Erev Shabbos Kodesh Parshas Ki Sisa
PURIM KATAN
14 Adar I 5771/Febuary 18, 2011
We have made a startling discovery: Our home is rigged. There are little microphones and video cameras stationed throughout our home, recording almost everything we say and do. Those little cameras are there when we wake up in the morning, when we come back home at night, and when we are eating supper. The only respite we have is when we send the video cameras off to school so they can video and record their teachers.
Indeed there is much to be learned from our children… about ourselves. At times we can hear certain phrases and certain responses from our children which we discontentedly realize originate from us.
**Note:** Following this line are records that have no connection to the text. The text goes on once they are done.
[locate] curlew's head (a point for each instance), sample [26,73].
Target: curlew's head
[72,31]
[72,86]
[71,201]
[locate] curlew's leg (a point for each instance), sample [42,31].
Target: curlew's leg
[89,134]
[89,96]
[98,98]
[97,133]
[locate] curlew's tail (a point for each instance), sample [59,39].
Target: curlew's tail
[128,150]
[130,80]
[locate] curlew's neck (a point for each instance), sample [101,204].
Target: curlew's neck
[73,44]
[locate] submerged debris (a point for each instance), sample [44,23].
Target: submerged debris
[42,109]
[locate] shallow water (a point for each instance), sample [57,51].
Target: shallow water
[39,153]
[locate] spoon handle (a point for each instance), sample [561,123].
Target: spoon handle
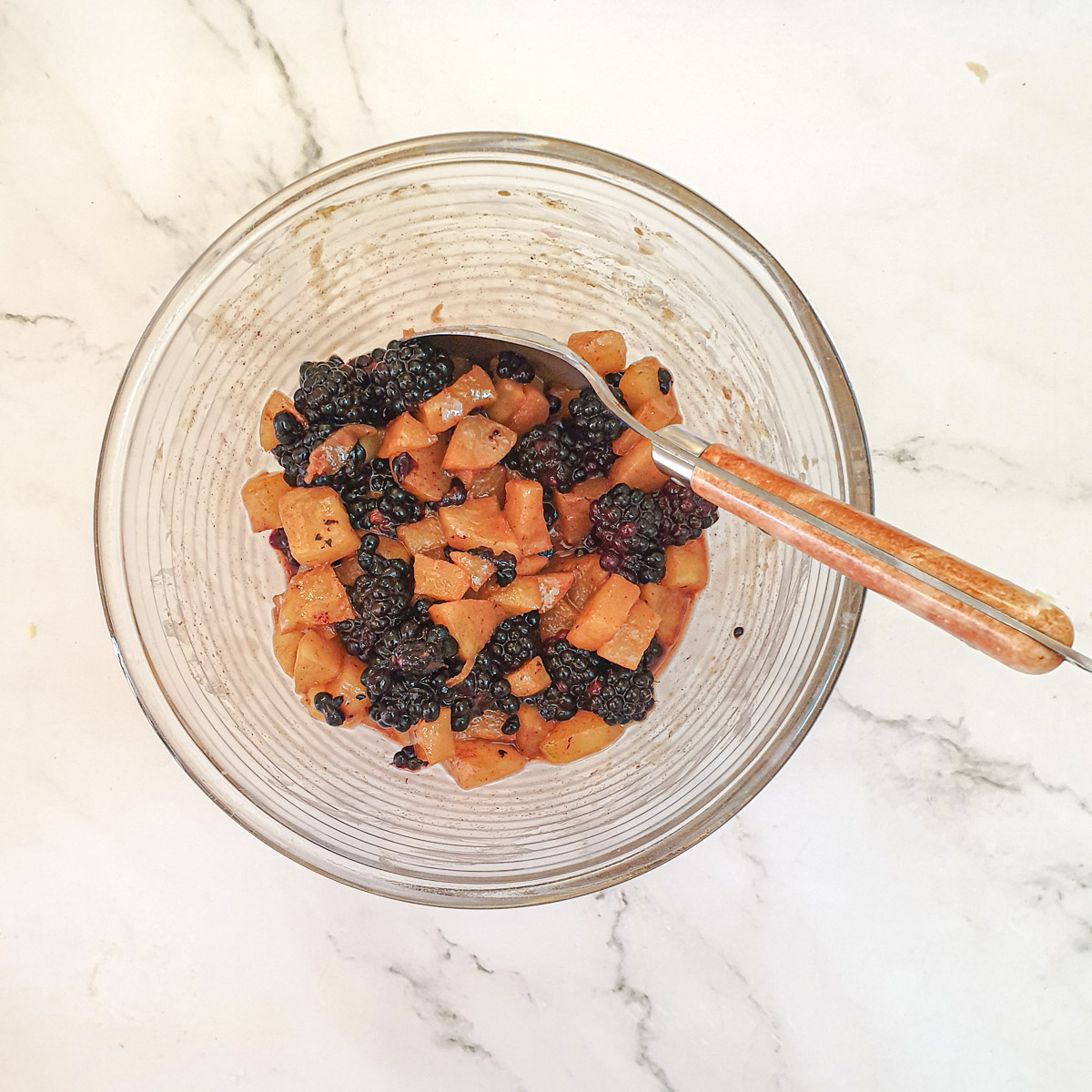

What makes it even more challenging is that our children don’t always use the best discretion in knowing when to repeat some of our comments, and maybe even shenanigans. I am quite sure that almost every parent has their own humorous/embarrassing story that they can remember. [Rabbi Krohn relates the story about the Pre-1A boy who was the ‘Shabbos Totty’ in school. He sat down at the head of the class’s mock Shabbos table, let out a groan, and declared, “Oiy! Ich hub g’hatt aza shverer voch (What a hard week I had).”]
It is advisable that parents know a different language so they can converse at home and not worry about their children understanding them. A friend of mine told me that when he was young he thought that’s what Yiddish was for. But after a while he did learn some key phrases, like, “Der bandit darff a frask een punim (The troublemaker needs a slap across his face),” or “Nisht fahrr d’kinder (It’s not for the children)”.
When I was a young boy living on the Lower East Side of Manhattan, my family would head off to a bungalow colony up in the Catskills for the summer. Unlike today when bungalows are often nicer than people’s winter homes, we went to a real bungalow which was not much bigger than a shoebox. We also had to share the bungalow with the salamanders and frogs we snuck past my mother, and the mice that snuck past us.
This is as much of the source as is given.